Literature searches were conducted through standard databases (Scifinder, Pubmed, Google, etc. among other institutional resources). Many of the sources were already known to the authors previously as they have studied the mAChRs in detail. A chronologically ordered approach was taken, starting from the origination of the cholinergic hypothesis, followed by Merck’s interest in mAChR agonists in the treatment of AD, then shifting to allosteric modulation (and improved design of select orthosteric compounds). The authors have added a brief note to the introduction paragraph (begin line 75) summarizing the above.

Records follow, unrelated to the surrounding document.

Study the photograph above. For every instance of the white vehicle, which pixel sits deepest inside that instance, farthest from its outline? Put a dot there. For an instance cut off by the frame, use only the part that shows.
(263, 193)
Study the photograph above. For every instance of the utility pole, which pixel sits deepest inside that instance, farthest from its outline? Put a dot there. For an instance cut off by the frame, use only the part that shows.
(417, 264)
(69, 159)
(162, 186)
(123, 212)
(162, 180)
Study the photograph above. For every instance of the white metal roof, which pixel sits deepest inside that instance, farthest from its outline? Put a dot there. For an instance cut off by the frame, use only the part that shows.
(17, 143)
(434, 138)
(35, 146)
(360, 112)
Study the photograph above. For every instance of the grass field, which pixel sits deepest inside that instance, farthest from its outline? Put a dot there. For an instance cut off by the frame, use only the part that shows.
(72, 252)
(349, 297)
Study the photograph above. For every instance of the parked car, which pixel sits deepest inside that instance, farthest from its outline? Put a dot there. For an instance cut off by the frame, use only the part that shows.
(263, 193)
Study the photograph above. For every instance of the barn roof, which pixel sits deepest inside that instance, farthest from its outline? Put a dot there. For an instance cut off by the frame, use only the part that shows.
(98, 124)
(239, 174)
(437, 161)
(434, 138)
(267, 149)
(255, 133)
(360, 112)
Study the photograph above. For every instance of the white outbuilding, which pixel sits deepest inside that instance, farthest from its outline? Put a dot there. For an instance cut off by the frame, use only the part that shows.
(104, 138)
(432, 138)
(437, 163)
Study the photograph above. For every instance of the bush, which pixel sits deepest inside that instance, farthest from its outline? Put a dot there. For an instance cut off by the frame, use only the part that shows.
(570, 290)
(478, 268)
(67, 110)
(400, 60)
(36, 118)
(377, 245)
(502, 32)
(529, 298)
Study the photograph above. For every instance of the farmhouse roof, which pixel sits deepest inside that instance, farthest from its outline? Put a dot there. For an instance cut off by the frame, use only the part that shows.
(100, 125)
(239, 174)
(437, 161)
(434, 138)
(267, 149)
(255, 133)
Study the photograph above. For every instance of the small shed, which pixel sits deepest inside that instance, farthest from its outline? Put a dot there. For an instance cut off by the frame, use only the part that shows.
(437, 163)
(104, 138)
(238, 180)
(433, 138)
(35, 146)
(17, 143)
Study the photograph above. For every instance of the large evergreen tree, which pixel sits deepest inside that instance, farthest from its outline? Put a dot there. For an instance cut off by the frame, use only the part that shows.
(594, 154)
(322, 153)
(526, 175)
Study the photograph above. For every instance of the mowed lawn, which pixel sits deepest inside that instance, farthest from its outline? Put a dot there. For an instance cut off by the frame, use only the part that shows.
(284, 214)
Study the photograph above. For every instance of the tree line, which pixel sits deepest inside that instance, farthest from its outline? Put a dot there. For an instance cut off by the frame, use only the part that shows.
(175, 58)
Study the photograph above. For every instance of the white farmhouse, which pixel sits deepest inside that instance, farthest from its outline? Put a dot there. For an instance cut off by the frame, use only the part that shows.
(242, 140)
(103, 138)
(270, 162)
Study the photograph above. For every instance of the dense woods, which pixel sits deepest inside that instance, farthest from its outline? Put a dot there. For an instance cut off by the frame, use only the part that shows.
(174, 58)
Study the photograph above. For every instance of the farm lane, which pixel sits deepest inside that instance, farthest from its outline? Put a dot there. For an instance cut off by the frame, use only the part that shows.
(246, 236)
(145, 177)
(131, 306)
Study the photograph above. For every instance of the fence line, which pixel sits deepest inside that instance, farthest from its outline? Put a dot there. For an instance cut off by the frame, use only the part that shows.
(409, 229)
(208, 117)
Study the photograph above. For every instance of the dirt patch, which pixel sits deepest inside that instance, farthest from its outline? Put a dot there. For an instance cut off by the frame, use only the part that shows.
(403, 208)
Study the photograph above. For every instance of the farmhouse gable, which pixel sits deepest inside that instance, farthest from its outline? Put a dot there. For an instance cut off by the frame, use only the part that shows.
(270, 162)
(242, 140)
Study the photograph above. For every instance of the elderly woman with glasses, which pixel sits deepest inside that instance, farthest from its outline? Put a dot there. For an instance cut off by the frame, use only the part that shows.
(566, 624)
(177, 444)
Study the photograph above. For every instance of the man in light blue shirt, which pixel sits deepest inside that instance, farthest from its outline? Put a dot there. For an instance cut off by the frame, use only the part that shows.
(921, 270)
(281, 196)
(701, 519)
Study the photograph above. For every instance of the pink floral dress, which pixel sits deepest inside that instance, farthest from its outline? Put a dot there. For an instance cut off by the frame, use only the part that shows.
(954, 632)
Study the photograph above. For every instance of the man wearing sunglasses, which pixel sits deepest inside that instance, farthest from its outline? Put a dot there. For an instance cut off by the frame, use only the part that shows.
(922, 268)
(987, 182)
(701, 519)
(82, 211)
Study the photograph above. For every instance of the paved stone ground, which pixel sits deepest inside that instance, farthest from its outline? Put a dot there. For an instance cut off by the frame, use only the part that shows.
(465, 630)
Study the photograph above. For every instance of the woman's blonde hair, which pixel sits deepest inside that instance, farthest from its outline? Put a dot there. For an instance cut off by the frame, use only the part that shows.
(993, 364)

2) As I found the present narrative review very interesting, I guess why the Authors didn't conduct a systematic review.

The authors are glad to hear that the reviewer found this literature review timely, relevant, and interesting. We did not conduct a systematic review as the goal was not to answer a specific and focused clinical question, but rather to provide a broad overview (i.e., literature review) of drug design targeting the mAChRs in AD, SZ, and depression. 

3) I agree with the Authors when they in page 11 line 450 wrote that "However, it should be noted that the dopamine hypothesis of schizophrenia alone cannot account for the wide range of positive, negative, and cognitive symptoms experienced by patients...". There are intriguing hypotheses concerning the role of postsynaptic density and its relationships with the glutamatergic system in schizophrenia. Please add a brief comment on this point with appropriate references (see dois: 10.3390/ijms18010135 and 10.2174/1568026621666210701103147). 

The authors appreciate the reviewer’s comments on the topic of PSD and its relationship to glutamatergic signaling. We have added several sentences directly under (lines 530-531) to further describe this post-synaptic cluster of proteins located at excitatory glutamatergic post-synapses with appropriate citations. Also, the following sentence (next paragraph) further acknowledges the involvement of the glutamatergic pathway in SZ when it refers to the “psychotomimetic effects of NMDA/mAChR antagonists….”. While only a brief summary, a similar point is mentioned in 10.2174/1568026621666210701103147 specifically referring to PCP and ketamine.